業界最小の蓄電池を一般にも発売。ゼロエネ住宅に提案
 京セラ積水化学工業の住宅へ採用が決まった新型蓄電池を、2017年4月から工務店などの一般向けにも発売する。家庭の1日分の電力を賄える12キロワット時を充電できる蓄電池としては業界最小で、京セラの従来品に比べても半減した。エネルギーの自給自足や年間のエネ収支をゼロにするネット・ゼロ・エネルギー・ハウス(ZEH)を目指す住宅向けに太陽光発電とセットで提案し、蓄電池の需要を掘り起こす。

 京セラが販売する新型蓄電池は、積水化学が開発したフィルム型リチウムイオン二次電池を搭載した。
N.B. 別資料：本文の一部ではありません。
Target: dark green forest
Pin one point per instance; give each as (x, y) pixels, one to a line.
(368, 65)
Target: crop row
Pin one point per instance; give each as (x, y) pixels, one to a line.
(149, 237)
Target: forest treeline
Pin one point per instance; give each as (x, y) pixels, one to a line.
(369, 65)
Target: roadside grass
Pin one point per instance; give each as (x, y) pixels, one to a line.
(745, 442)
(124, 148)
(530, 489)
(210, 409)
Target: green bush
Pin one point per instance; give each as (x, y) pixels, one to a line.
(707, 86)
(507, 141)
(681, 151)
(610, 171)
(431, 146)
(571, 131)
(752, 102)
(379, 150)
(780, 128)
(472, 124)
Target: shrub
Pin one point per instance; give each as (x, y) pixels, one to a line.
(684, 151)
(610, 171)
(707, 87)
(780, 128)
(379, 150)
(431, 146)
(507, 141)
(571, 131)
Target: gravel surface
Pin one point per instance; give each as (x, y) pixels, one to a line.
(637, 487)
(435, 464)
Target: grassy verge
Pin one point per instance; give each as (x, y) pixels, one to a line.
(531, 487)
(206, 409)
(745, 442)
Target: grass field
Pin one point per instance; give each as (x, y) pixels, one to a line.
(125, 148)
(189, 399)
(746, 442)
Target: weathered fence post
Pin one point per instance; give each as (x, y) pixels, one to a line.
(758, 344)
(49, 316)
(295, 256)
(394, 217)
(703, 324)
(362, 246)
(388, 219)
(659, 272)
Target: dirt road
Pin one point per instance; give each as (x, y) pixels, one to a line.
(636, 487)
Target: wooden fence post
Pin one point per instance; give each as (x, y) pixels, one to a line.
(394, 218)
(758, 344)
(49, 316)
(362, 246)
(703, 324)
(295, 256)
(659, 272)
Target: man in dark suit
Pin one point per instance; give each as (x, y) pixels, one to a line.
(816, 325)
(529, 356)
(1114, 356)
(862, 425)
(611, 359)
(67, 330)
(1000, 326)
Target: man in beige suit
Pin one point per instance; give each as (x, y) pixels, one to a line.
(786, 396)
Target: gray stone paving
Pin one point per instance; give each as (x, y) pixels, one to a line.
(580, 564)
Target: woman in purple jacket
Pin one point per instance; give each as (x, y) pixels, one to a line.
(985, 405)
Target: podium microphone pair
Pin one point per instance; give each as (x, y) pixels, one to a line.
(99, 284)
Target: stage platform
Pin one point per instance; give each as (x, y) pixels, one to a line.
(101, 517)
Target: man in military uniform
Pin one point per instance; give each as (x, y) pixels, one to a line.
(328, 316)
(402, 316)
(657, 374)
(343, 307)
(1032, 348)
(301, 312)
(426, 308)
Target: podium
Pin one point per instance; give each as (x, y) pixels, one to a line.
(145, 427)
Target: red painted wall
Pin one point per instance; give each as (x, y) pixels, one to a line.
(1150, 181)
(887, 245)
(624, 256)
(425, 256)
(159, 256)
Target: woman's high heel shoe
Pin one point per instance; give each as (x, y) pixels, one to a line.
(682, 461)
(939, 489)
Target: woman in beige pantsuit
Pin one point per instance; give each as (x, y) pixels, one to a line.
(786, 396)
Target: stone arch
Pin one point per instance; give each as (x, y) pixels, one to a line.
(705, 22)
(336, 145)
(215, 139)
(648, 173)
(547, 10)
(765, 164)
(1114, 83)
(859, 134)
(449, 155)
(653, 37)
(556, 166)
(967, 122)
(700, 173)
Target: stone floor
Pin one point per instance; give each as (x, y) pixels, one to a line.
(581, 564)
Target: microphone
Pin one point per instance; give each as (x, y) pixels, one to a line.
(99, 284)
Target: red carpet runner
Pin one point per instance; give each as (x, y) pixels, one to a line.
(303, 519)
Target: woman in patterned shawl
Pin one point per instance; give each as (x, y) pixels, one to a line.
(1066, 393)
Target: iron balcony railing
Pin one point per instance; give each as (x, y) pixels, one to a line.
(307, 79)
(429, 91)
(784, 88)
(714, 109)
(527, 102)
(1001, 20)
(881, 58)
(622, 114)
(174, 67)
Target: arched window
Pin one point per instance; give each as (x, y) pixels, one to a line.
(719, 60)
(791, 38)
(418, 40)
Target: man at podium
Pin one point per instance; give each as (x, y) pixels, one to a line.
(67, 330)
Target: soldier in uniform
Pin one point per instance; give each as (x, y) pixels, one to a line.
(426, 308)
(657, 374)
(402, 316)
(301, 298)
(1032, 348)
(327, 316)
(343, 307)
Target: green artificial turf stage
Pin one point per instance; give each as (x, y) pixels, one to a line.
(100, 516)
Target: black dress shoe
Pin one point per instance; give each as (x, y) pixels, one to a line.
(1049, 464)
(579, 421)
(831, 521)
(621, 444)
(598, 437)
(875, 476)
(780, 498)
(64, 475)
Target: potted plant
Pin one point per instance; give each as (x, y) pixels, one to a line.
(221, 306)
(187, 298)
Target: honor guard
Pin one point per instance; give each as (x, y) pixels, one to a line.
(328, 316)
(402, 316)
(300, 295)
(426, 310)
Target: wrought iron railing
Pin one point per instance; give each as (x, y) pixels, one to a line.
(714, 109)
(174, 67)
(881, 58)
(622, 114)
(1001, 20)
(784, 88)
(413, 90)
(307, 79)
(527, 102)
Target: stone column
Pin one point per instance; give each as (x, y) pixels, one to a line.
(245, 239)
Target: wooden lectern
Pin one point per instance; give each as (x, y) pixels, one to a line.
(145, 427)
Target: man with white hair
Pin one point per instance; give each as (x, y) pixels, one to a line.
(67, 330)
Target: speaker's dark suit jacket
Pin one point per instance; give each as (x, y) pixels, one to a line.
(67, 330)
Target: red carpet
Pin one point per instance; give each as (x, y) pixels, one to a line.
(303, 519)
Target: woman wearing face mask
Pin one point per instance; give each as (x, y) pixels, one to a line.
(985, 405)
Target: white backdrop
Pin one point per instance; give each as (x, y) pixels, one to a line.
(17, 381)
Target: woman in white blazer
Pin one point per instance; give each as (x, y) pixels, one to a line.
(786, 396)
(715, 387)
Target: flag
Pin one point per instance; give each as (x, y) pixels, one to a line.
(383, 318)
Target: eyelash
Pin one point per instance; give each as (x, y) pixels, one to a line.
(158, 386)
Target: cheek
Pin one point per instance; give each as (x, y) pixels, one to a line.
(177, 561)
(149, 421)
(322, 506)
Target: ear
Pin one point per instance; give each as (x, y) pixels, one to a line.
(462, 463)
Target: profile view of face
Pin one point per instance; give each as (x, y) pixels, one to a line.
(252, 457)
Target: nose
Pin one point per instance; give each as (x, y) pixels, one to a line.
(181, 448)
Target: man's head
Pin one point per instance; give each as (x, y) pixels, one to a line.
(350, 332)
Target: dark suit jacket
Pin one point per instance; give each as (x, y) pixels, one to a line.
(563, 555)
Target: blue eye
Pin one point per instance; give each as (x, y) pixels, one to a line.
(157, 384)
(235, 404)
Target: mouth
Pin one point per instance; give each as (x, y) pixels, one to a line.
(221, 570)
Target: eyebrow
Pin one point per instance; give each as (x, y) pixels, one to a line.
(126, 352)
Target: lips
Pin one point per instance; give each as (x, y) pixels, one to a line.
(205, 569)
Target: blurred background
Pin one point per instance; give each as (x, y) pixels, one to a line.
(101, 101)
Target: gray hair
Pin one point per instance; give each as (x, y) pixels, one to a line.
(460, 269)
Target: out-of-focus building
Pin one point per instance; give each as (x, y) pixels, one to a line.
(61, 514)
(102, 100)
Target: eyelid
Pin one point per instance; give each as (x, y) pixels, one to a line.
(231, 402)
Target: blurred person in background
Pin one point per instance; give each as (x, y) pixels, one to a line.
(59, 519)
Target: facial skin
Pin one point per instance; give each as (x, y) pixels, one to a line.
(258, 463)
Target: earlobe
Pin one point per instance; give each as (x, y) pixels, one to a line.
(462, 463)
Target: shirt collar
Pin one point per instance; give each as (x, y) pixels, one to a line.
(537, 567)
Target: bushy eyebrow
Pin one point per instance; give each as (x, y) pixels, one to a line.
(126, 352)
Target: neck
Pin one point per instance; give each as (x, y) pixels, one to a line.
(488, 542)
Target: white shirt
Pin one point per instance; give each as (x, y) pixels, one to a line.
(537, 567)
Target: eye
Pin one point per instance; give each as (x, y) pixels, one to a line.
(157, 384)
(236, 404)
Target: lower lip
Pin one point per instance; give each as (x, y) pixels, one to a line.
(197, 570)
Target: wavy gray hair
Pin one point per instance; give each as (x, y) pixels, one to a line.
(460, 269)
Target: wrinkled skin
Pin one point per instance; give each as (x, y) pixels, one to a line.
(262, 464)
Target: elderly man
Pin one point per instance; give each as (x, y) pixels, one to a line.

積水化学が15年に子会社化したエナックス(東京都文京区)の中部事業所(愛知県常滑市)で電池を製造し、京セラがパワーコンディショナー(電力調整装置)と組み合わせてシステム化する。

 京セラは電池のエネルギー密度は明らかにしていないが、電気を多く蓄えられる材料の採用などで小型化できた。これまで12キロワット時の蓄電池だと大型になるので、設置は屋外だった。新型蓄電池は室内の階段下に収まる程度に小型化した。

 積水化学は新型蓄電池と太陽光発電を搭載し、電気購入をゼロにできる住宅を1月2日に売り出す。蓄電池として初めて充電容量の低下を20年間保証。

 太陽光などで創ったエネで消費するエネを打ち消すZEHを標準化する政府方針があり、積水化学以外の住宅にも大容量・小型の新型蓄電池の需要が見込まれる。京セラは住宅用蓄電池の販売実績で、国内トップ級という。16年度は1万台の販売を目指している。
日刊工業新聞2016年12月27日
松木喬
松木喬 Matsuki Takashi 編集局第二産業部 編集委員
京セラは、ニチコンからリチウムイオン電池の供給を受けています。その電池は世界最大手のサムスン製です。新発売する蓄電池は積水化学のまったく新しいリチウムイオン電池です。その電池を製造するエナックスは、ソニーのリチウムイオン電池技術の源流の企業です。京セラを中心を置くと、バラエティに富むリチウムイオンの技術が集まっているように思えます。